The meal change is just one of several key adjustments that the large NCAA schools have been pushing against resistant (and less wealthy) smaller schools.
Some critics will see these inevitable moves as inspired by and as a reaction to the Northwestern union fuss. Maybe so, but these magnitude-8 ground shakers have been in the works for years ... ever since the major conferences became frustrated with their inability to pass legislation that the smaller conferences rebuffed.
Just as lightning precedes thunder, the meal deal is a forerunner to the big ones coming down the chute. It is unconscionable to have so much money pouring in from broadcast rights and not settle on a stipend amount and long-term insurance coverage for athletic injuries.
The debate probably will center around how to pay those athletes on partial scholarships.
Northwestern’s union push, which could be sidetracked by Friday’s vote, may be seen as speeding up the NCAA process, but changes were coming nonetheless.
Win and they will come ... bearing gifts.
As noted earlier, Illinois receives $1 million in free product and more than $300,000 annually from Nike. Imagine what it would be if the Illini had been winning more football and basketball games.
Illinois is a piker compared to elite programs whose on-field success has drawn huge brand agreements with apparel companies in a tug-of-war to attract powerhouse brands.

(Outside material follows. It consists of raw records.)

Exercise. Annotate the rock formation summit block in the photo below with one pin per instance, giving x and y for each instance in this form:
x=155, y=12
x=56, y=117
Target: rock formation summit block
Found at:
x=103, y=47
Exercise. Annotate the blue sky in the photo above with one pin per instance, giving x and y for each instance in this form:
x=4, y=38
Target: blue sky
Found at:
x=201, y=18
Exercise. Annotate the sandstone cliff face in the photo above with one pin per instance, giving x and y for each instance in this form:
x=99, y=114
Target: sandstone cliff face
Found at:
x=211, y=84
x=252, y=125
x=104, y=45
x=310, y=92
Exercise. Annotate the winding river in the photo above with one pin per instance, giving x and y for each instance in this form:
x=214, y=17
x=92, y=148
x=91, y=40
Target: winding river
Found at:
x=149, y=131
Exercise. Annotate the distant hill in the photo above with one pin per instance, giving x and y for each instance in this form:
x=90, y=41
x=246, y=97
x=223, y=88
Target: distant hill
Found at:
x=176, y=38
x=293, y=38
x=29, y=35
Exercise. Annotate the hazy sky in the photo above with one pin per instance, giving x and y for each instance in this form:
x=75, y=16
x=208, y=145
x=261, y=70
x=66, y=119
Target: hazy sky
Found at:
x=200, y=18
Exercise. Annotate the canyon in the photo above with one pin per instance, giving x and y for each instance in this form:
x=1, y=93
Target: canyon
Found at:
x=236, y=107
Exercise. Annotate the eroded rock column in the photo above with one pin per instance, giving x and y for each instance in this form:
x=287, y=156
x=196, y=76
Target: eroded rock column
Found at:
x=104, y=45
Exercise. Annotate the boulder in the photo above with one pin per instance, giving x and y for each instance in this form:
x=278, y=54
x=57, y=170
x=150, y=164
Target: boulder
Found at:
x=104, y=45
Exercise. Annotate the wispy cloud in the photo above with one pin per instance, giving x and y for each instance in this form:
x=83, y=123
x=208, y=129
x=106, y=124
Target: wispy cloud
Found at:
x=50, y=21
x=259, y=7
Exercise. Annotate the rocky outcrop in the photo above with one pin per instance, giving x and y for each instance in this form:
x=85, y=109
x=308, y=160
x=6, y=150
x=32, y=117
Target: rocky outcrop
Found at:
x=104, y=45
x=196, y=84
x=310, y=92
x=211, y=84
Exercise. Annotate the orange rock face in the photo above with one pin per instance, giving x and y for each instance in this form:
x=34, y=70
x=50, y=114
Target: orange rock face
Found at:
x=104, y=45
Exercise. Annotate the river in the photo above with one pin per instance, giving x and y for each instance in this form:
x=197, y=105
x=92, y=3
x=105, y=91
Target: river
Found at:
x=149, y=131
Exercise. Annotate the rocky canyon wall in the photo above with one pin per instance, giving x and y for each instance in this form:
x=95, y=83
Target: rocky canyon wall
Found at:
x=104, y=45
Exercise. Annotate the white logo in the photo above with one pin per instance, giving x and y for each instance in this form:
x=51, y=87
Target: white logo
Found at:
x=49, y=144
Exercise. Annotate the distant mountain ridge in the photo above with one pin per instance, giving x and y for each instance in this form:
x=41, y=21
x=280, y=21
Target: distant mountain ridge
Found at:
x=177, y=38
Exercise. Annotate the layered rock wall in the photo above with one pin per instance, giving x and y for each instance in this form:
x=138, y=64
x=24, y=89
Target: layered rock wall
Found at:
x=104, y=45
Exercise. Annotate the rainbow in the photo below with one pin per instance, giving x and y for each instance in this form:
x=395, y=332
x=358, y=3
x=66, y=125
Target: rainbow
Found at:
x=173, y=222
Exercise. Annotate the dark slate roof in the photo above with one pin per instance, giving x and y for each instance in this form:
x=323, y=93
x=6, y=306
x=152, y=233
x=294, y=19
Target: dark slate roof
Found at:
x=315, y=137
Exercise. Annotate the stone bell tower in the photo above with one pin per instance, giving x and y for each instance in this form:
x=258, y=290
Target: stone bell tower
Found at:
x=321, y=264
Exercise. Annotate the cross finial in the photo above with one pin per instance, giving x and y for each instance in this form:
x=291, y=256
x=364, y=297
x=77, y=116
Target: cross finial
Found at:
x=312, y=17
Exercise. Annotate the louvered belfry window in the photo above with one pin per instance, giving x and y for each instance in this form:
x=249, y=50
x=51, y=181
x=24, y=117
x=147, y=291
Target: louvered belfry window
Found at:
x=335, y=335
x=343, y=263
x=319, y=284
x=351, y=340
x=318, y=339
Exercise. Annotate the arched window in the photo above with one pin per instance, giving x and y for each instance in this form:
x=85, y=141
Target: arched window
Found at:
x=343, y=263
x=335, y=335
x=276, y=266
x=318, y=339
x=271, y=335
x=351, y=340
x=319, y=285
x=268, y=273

For example, Under Armour has a 10-year, $90 million deal with Notre Dame. And adidas, having lost Notre Dame and Tennessee, is giving Michigan $82 million over 10 years and has extended its long relationship with Louisville to the tune of $40 million over five years.
The Louisville story is one of remarkable success stemming in great part from the school’s willingness to play midweek football TV games when others declined. At the same time, AD Tom Jurich (arrived in 1997, contract through 2023) developed an overall sports brand so strong that a prestigious basketball conference, the ACC, is adding the Cardinals on July 1.
It would have been difficult to imagine a decade ago that Louisville could athletically surpass so many state institutions (like Illinois) with across-the-board success.
Cardinal sports merchandise income has tripled since 2001 as they (1) won 50 league and tournament titles in two conferences since 2005, (2) reached basketball’s Final Four in 2012 and won the crown in 2013, (3) went 30-4 in advancing to the women’s Final Four, (4) beat Florida in the 2013 Sugar Bowl and finished 11-2 and 12-1 the past two seasons, (5) reached baseball’s World Series in 2007 and 2013 and (6) repeatedly produced NCAA qualifiers in volleyball.
As noted, win and they will come ... bearing gifts.